Siamo infine giunti al termine di questo nostro breve percorso di inizio anno. Abbiamo chiesto al Signore di esaminarci e di guidarci lungo quella via eterna che non ci è sempre facile discernere, ma che con la fede possiamo provare a intraprendere. Abbiamo domandato all’Unico che può davvero farlo di saziarci con la Sua Parola, una parola che ci permette di vedere con la giusta luce tutta la nostra esistenza. E abbiamo osservato che abbiamo bisogno di questa Luce perché tutto intorno a noi è tenebra e ci sembra che il buio avvolga ogni cosa rendendo impossibile la vita. Ma la Grazia di Dio, che si è manifestata, ci permette non solo di vedere, ma anche di tentare di iniziare una nuova esistenza che sia segnata dalla sequela di Cristo. Infatti, e giungiamo alla conclusione del nostro percorso, la speranza di cui siamo portatori è proprio quella annunciata oggi dall’apostolo Paolo: di essere trasformati mediante il rinnovamento della nostra mente affinché possiamo conoscere per esperienza, cioè realmente, concretamente, quotidianamente, quale sia la volontà di Dio, la buona, gradita e perfetta volontà.

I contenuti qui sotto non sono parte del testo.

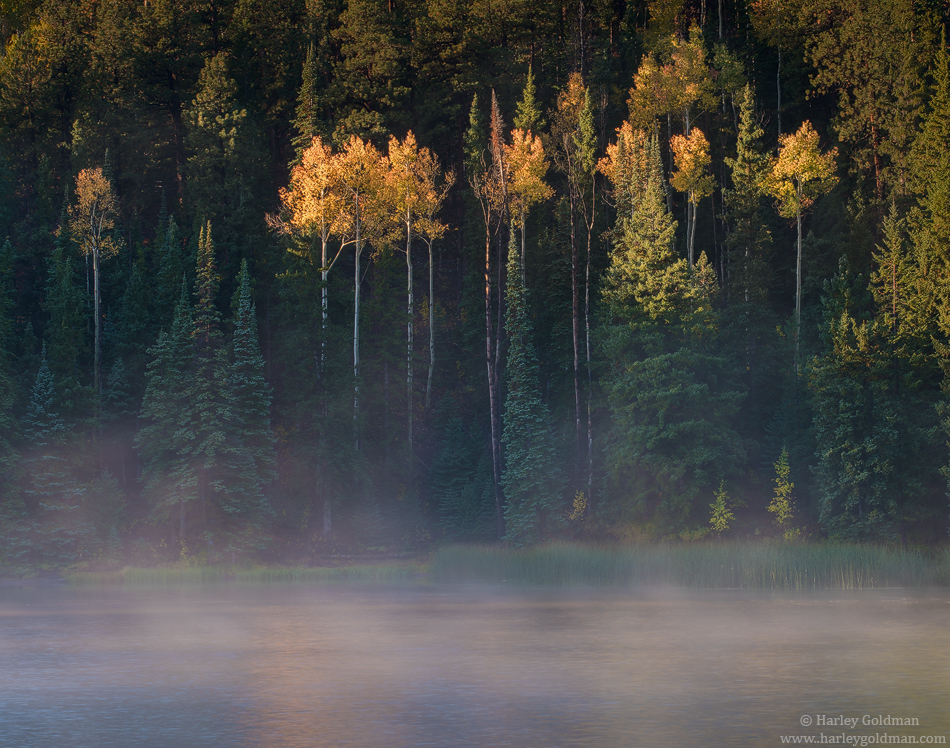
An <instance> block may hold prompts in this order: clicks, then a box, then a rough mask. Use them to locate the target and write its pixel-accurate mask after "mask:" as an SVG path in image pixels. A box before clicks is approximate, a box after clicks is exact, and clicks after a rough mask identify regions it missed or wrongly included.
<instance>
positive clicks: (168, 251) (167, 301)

Perché il Regno di Dio si instaurasse è stato necessario che Gesù non solo venisse sulla terra, ma passasse attraverso la morte e ci conducesse dalla morte alla vita: la giustizia di Dio si manifesta proprio in questo, cioè nel dono che Gesù fa di sé per condurci, insieme a Lui, alla vita eterna. Gesù, che ha condotto un’esistenza pienamente umana e partecipa completamente della vita di Dio, ha portato nel mondo, mortale, pieno di peccato e di odio, l’Amore e quindi la Vita. In questo mondo, che è il nostro, ma che è stato totalmente trasformato e rinnovato, siamo chiamati a vivere e a testimoniare la nostra fede, non conformandoci ad esso, ma mostrando quale dovrebbe essere nel progetto del Creatore. Dobbiamo quindi trasformare la nostra vita in Vita e operare non in vista di un piccolo o grande miglioramento della nostra esistenza, ma per sostenere l’avvento del Regno di Dio.
Iniziamo dunque questo 2016 con la certezza che la speranza su cui ci fondiamo non è un’utopia, né un concetto astratto da ascoltare la domenica, ma è una forza che ci permette di far convergere tutti i nostri sensi e le nostre energie su un obiettivo che è possibile, concreto e raggiungibile attraverso la preghiera, la vigilanza e l’azione. Non si tratta “solo” di dar da bere agli assetati e da mangiare agli affamati, di non rubare, né evadere il fisco, ma si tratta di lavorare attivamente alla trasformazione della nostra storia, sapendo che il Regno di Dio è la nostra forza e la nostra speranza. Amen!